The development of such devices for reliable, long-term operation at the limit of achievable efficiencies calls for very carefully optimised placing in relation to actual demand levels: too much output or too little, and the incentive would be lost. It also requires careful design, Six Sigma-level quality assurance, and sophisticated control, all of which are dependent on computerised data analytic approaches. Ceres’ performance and control manager, Mark Selby, refers to the rôle of MathWorks tools both in analysis of thermodynamic performance, system temperatures or fuel flows and in consequent programming of embedded control systems to deliver ‘an efficient economic/carbon performance’. Component development is distributed among the engineers concerned, but consistency and effectiveness dictate that they do so within a single environment, ‘using ideas from the overview to drive quality’ as Selby describes it. Drawing from a variety of data input sources, Matlab analysis results feed into common data objects, the building and testing of virtual components under a range of applicable régimes, their assembly into virtual systems, and final autocode for a real world product.

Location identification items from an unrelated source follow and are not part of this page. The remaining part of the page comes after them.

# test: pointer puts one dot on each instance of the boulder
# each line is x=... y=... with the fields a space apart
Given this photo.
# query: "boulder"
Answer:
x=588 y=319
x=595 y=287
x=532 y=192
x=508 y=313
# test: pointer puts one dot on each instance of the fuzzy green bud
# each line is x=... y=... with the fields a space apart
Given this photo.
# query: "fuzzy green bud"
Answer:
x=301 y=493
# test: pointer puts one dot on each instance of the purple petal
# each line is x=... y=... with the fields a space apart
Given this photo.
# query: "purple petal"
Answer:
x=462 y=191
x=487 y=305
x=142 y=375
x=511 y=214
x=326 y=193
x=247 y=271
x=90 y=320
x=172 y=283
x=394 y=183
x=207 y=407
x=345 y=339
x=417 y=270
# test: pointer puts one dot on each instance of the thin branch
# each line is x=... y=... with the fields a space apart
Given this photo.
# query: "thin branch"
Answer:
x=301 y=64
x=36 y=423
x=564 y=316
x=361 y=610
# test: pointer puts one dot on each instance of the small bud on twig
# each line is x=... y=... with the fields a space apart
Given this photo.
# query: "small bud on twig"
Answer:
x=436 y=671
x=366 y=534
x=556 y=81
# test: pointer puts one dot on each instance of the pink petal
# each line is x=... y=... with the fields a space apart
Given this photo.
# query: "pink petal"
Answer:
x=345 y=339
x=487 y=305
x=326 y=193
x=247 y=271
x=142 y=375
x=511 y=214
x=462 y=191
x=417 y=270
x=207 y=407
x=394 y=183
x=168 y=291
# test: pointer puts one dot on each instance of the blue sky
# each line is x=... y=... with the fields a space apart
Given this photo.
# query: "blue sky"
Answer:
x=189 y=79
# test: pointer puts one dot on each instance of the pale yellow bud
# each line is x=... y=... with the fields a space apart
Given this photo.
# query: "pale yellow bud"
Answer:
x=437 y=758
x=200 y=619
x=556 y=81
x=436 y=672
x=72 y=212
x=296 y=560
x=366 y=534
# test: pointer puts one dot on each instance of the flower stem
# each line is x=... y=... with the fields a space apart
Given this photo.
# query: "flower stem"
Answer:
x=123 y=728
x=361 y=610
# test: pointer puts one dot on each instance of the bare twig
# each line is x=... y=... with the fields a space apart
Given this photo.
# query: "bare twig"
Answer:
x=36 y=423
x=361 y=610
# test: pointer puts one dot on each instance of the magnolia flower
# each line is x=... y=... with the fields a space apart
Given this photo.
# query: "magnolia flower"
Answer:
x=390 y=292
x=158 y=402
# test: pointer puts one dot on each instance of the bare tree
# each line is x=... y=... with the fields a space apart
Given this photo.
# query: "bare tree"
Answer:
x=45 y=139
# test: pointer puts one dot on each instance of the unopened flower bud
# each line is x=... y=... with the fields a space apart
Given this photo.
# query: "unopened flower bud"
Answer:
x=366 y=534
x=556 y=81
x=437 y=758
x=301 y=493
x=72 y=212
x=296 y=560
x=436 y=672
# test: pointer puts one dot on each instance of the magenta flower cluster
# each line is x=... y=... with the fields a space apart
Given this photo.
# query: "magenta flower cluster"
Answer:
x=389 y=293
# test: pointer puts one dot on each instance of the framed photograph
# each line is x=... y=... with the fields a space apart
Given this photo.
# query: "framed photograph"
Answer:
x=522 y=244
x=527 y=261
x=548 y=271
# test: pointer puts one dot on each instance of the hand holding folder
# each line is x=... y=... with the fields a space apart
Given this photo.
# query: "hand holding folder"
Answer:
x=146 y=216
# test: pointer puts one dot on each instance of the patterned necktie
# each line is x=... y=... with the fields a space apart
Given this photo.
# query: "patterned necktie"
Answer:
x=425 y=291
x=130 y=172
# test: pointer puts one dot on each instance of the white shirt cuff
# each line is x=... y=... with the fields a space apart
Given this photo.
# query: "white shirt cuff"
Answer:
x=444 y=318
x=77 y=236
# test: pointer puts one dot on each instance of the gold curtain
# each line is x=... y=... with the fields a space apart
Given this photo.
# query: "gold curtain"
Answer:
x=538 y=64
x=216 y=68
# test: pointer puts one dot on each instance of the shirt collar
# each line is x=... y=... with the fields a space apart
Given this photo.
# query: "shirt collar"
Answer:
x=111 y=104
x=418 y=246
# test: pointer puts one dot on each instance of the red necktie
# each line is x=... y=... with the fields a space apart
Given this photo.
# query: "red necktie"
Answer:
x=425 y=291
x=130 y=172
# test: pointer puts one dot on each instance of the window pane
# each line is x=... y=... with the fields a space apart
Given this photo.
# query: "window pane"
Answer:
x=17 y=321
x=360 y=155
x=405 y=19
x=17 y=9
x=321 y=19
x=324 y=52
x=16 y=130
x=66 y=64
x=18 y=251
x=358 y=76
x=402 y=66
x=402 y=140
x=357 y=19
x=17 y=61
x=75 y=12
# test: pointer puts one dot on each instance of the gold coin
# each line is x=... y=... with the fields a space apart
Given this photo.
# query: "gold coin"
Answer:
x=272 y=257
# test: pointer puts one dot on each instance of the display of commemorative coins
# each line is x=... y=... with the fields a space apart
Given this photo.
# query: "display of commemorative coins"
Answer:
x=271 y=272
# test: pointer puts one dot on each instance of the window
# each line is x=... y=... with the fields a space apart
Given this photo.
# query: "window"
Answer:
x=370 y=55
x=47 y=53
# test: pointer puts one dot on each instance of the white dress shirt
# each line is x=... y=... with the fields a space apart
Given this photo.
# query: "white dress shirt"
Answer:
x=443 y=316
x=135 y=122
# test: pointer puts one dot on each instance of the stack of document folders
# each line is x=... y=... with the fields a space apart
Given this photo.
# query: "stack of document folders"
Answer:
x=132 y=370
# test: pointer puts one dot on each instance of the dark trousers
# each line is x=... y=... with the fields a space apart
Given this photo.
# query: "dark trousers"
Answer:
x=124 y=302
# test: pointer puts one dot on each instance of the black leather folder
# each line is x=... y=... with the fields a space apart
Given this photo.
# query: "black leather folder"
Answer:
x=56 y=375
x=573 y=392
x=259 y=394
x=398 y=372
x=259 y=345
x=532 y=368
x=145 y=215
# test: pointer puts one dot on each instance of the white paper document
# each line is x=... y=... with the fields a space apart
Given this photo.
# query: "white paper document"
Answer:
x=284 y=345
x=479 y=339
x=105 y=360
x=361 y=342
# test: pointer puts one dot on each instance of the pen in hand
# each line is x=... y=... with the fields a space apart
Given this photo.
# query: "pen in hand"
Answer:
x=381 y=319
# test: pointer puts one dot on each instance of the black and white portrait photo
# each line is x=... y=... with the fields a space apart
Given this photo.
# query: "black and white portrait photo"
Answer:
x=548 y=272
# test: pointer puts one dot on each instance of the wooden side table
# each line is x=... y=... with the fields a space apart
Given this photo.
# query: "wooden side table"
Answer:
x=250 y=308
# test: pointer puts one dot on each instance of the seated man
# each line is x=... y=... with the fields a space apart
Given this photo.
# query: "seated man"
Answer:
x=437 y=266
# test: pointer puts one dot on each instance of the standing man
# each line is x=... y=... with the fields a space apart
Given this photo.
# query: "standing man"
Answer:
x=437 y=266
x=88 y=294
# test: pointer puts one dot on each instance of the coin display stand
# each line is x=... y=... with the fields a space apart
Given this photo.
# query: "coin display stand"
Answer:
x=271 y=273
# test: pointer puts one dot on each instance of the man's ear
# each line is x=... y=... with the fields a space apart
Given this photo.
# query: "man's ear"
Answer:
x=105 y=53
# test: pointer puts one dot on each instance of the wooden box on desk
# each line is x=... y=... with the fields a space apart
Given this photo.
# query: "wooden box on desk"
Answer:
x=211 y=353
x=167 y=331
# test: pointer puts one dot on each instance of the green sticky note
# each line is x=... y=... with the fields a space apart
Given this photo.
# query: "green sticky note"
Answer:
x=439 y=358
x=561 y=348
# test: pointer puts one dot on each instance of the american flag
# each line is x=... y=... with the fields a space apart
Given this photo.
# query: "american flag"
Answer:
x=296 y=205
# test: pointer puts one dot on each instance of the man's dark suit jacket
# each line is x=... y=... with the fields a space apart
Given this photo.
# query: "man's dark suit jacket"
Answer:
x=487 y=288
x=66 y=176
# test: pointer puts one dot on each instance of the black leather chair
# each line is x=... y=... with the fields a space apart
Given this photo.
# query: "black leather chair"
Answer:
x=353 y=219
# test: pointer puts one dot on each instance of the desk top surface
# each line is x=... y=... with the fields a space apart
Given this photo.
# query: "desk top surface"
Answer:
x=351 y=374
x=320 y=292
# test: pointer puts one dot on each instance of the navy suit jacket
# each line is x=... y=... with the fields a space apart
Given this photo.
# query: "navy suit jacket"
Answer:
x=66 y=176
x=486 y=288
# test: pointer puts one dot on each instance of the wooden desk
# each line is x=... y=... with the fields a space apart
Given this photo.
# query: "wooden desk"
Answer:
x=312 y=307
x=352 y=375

The final result of all this is a fuel cell stack delivering 1kW packaged in with a boiler. Exact benefits will vary with usage, conditions and circumstances, but the indicative expectation is for amortisation of additional cost through fuel savings over the first five years, during which seven and a half tonnes of carbon will be saved.
Risk and decision analysis drive Enex planning for a geothermal energy site.
Such investment in process is part of the overhead cost in any research and development cycle and, in a general sense, part of the cost base for newly-developed approaches to energy management. In the course of its own work, Ceres is developing internal methods and expertise in the analysis of transient data experience which have a wider application.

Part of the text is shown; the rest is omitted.